The Gift of Time

“Okay, let me tell you something,” he said. “Time is just a made-up thing that we’re all expected to follow. Take your watch, for example. It’s tough and sturdy and all that, but it doesn’t make sense to set a meeting at 9:30am when everyone’s schedules are different.”

We were hanging out at the train station, feeling a bit out of place. There were digital clocks everywhere, but no fancy Swiss design railway clocks like I wanted. Oh well, beggars can’t be choosers.

As we waited, my friend wondered aloud about what might have changed since he last saw the person we were meeting. “Maybe they won’t be the same,” he mused.

“Who knows?” I shrugged. “People change, life happens. But at least they’re not too scared to meet you.”

“True,” he nodded. “That’s not always the case.”

Railway stations have always been full of metaphors for meetings and farewells. The clocks mark our uneasy relationship with time; arrivals are fleeting joy and departures are transitory sorrow. But amidst all of this, we appreciate little things like fast food to go or an ekiben-style lunch box. And in the fullness of time, hours and minutes blur into shadows.

Time is one of the most precious gifts you can give someone. You’re giving them a part of your life that you can never take back.

I decided to take a walk and get some coffee from the vending machine. As I strolled around, I couldn’t help but think about how technology has fixed our relationship with time. From the clocks on the wall to quartz wristwatches to smartphone features, time is always there. Screens in stainless steel frames tell us everything from the arrival schedule of trains to the latest news updates.

But sometimes it’s nice to take a break from it all. To just be in the moment, without worrying about what time it is. And as I sipped my coffee, I realized that time may be a social construct, but it’s also one that connects us all.

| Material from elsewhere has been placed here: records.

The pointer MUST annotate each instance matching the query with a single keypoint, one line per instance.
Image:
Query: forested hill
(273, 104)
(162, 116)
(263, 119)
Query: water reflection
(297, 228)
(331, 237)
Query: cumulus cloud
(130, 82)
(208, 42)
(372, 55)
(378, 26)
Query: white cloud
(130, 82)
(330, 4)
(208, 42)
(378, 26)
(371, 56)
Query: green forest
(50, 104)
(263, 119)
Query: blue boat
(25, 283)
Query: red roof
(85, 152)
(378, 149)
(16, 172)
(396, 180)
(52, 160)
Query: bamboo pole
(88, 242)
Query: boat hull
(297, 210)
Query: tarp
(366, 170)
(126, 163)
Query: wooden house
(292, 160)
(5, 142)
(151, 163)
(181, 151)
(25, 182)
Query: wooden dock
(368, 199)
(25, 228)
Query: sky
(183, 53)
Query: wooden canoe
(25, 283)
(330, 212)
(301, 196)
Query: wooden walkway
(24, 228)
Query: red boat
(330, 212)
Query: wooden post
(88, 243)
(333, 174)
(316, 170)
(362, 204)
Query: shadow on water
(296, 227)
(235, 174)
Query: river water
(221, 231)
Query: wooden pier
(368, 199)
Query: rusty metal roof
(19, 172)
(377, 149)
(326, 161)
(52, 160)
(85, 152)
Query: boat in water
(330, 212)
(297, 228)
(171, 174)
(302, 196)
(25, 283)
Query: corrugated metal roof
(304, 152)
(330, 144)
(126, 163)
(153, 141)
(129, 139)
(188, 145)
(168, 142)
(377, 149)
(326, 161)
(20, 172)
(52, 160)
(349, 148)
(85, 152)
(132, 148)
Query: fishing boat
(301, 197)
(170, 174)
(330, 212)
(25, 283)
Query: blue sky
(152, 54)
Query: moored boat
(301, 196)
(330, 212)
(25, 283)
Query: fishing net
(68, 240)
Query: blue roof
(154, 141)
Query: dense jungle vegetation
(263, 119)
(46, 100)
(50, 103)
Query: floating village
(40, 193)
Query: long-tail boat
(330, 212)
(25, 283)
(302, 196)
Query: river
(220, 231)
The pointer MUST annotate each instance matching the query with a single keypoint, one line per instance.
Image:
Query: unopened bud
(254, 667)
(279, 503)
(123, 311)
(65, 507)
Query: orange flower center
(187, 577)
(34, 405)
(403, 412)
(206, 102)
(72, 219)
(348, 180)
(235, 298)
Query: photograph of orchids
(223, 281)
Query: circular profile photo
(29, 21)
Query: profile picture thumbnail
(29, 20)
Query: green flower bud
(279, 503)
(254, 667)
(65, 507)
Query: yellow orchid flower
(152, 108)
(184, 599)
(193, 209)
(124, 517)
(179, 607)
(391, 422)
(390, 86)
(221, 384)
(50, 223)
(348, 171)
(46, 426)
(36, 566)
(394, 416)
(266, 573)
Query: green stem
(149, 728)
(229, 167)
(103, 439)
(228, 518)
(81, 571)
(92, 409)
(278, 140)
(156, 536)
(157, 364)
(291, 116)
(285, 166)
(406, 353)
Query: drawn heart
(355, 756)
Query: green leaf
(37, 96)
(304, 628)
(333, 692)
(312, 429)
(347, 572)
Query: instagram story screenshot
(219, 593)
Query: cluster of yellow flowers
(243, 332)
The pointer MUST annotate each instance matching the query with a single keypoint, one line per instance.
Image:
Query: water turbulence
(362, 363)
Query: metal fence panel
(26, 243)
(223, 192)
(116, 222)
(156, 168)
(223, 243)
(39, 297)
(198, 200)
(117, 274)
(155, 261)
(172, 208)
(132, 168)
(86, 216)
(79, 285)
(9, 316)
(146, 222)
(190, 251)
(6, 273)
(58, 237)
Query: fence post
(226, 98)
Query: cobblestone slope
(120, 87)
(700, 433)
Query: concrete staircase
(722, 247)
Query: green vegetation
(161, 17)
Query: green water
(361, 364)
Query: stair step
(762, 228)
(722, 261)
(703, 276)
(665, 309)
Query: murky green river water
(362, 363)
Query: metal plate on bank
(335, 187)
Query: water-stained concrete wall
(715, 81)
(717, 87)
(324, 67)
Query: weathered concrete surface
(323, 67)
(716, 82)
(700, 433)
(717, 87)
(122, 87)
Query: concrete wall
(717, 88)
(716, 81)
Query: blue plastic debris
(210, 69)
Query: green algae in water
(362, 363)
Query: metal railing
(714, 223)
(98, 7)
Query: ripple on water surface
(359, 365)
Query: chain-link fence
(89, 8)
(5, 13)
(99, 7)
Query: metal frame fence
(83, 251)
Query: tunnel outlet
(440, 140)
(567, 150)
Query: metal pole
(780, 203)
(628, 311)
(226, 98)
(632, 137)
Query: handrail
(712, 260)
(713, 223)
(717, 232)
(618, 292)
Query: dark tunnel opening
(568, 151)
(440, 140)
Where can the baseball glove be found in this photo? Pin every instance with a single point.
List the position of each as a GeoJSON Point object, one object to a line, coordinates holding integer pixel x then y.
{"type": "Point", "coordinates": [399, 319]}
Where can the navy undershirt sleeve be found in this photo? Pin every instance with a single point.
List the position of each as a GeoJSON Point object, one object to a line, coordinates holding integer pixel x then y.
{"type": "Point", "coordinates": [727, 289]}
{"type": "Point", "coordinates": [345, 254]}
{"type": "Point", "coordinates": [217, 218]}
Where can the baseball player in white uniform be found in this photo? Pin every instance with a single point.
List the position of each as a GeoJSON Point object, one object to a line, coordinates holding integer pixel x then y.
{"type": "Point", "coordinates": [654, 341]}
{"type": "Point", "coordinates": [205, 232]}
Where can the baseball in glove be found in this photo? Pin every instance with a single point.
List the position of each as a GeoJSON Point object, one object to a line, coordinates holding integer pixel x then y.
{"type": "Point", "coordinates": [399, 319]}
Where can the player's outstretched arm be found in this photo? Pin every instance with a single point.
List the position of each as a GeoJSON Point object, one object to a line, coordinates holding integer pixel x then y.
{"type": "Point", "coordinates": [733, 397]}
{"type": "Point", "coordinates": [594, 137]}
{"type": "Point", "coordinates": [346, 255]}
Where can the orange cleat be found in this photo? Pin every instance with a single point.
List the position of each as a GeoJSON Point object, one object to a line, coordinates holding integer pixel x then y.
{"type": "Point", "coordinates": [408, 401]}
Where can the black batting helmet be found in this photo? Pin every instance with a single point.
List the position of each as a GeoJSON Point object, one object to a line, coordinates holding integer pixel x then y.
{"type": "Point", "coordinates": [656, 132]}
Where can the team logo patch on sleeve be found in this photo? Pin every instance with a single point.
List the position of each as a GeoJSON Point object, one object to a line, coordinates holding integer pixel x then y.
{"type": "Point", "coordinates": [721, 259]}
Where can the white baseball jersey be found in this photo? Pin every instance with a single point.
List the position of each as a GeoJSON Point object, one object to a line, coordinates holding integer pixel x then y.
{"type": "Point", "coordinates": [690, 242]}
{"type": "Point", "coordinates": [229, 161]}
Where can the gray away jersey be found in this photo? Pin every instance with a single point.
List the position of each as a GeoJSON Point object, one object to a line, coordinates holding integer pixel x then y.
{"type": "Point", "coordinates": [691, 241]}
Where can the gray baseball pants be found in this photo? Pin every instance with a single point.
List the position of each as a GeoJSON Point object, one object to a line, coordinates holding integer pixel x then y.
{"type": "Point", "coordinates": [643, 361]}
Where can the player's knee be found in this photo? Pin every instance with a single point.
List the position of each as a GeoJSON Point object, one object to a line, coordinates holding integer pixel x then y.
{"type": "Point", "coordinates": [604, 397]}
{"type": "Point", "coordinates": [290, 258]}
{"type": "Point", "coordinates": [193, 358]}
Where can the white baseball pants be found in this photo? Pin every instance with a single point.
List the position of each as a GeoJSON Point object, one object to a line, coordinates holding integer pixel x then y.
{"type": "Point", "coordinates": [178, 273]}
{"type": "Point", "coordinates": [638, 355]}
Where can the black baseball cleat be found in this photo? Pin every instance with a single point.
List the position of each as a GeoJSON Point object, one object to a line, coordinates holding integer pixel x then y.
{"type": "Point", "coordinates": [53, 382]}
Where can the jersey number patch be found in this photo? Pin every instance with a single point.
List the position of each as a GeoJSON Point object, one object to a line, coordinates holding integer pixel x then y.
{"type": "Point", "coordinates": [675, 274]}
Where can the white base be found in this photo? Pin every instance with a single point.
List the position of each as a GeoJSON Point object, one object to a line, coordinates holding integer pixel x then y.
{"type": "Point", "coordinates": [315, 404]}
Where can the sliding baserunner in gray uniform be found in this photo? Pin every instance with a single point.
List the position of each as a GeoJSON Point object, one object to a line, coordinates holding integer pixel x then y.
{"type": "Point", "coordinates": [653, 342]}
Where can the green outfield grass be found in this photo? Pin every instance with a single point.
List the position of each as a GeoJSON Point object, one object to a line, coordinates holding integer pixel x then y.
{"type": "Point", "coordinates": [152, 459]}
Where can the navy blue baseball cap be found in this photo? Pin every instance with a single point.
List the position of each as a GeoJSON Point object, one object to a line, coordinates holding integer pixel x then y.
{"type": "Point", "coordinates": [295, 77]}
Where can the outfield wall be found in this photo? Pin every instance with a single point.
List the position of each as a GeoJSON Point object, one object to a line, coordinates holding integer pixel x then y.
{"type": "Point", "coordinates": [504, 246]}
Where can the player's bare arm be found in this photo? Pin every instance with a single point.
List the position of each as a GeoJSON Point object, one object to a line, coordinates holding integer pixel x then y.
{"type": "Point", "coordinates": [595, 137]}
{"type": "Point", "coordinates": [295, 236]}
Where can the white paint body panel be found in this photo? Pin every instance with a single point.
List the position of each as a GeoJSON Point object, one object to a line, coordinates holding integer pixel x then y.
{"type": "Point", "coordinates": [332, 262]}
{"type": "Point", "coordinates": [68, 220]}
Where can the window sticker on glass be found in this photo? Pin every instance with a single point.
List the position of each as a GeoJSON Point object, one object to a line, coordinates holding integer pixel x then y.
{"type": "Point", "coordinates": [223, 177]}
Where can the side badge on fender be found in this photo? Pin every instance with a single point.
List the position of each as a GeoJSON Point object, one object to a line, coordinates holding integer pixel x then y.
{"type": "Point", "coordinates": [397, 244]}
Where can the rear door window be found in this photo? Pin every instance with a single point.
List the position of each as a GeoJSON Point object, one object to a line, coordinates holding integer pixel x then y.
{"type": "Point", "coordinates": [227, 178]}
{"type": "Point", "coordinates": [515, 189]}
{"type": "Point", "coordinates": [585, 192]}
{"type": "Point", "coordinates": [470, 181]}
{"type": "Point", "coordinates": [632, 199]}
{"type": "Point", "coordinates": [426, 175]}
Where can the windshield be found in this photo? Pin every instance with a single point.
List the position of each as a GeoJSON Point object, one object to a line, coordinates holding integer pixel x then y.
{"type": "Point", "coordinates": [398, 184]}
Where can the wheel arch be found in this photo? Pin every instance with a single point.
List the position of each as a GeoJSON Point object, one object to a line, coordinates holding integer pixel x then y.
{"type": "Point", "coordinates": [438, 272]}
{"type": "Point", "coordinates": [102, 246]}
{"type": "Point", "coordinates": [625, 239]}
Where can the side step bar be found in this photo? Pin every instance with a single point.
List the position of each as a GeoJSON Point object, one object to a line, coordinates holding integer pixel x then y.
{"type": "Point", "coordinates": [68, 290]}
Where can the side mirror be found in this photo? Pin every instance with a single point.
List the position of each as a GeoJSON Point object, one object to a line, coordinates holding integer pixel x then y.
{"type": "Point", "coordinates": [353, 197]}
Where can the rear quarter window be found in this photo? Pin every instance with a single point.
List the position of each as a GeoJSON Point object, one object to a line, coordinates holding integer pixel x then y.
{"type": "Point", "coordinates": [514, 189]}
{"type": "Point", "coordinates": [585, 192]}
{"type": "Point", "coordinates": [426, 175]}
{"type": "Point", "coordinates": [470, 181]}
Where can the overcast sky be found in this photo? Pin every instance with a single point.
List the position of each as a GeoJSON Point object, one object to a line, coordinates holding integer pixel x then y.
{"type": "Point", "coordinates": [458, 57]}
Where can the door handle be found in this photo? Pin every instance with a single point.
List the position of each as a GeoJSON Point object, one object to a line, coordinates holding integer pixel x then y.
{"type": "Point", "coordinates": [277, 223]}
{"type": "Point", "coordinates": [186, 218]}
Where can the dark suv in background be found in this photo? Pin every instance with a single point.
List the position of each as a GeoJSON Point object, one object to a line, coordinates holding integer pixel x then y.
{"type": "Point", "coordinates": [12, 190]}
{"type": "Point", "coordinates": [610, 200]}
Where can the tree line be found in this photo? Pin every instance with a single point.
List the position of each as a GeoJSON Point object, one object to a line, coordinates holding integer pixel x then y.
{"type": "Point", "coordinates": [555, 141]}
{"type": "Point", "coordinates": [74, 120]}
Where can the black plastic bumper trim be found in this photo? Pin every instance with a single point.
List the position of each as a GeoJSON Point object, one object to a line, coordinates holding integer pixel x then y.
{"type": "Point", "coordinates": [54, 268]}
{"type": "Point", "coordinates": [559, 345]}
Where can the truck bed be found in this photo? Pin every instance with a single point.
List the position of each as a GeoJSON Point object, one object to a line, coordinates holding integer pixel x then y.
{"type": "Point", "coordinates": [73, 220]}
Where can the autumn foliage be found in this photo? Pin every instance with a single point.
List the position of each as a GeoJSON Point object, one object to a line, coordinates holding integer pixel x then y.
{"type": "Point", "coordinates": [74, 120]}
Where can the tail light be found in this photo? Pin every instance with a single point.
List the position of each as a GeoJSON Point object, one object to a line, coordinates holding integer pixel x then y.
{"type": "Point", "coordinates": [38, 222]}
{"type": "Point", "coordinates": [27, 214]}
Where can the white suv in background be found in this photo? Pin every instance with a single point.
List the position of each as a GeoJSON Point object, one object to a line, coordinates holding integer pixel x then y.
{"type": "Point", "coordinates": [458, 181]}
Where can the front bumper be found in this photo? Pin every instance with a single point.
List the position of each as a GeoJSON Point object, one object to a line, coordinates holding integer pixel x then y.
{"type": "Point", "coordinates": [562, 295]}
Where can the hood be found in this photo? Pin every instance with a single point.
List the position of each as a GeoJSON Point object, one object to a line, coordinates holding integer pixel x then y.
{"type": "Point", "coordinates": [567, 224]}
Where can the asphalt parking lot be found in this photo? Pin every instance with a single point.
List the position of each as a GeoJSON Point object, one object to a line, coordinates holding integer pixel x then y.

It was a typical day at the station, with trains arriving and departing like clockwork. The time was almost 10 a.m., and as usual, the trains were arriving promptly. The punctuality of trains has always been studied in depth, methodically and scientifically, and it’s one thing that people can rely on.

As we waited for our friend to arrive, the familiar sounds of the train echoed throughout the station. The doors opened and a woman stepped out. She looked at us and smiled, but there was a reservation in her expression that we couldn’t quite place.

“Hello, it’s been a while,” I greeted her. She nodded and smiled back. “Now you probably remember our friend here…”

We caught up for a bit, talking about old times and what had happened over the years. It was nice to reconnect with someone after such a long time. As we chatted, I couldn’t help but think about how time had passed us by so quickly.

Eventually, it was time for her to catch her next train. We said our goodbyes and watched as the doors closed and the train departed from the station. It was a reminder that time waits for no one, and we have to make the most of every moment we have.

In that moment, I realized that time is both precious and fleeting. It’s something that connects us all, regardless of where we are or what we’re doing. And while our relationship with time may be complicated, it’s also something that unites us in a shared experience of life.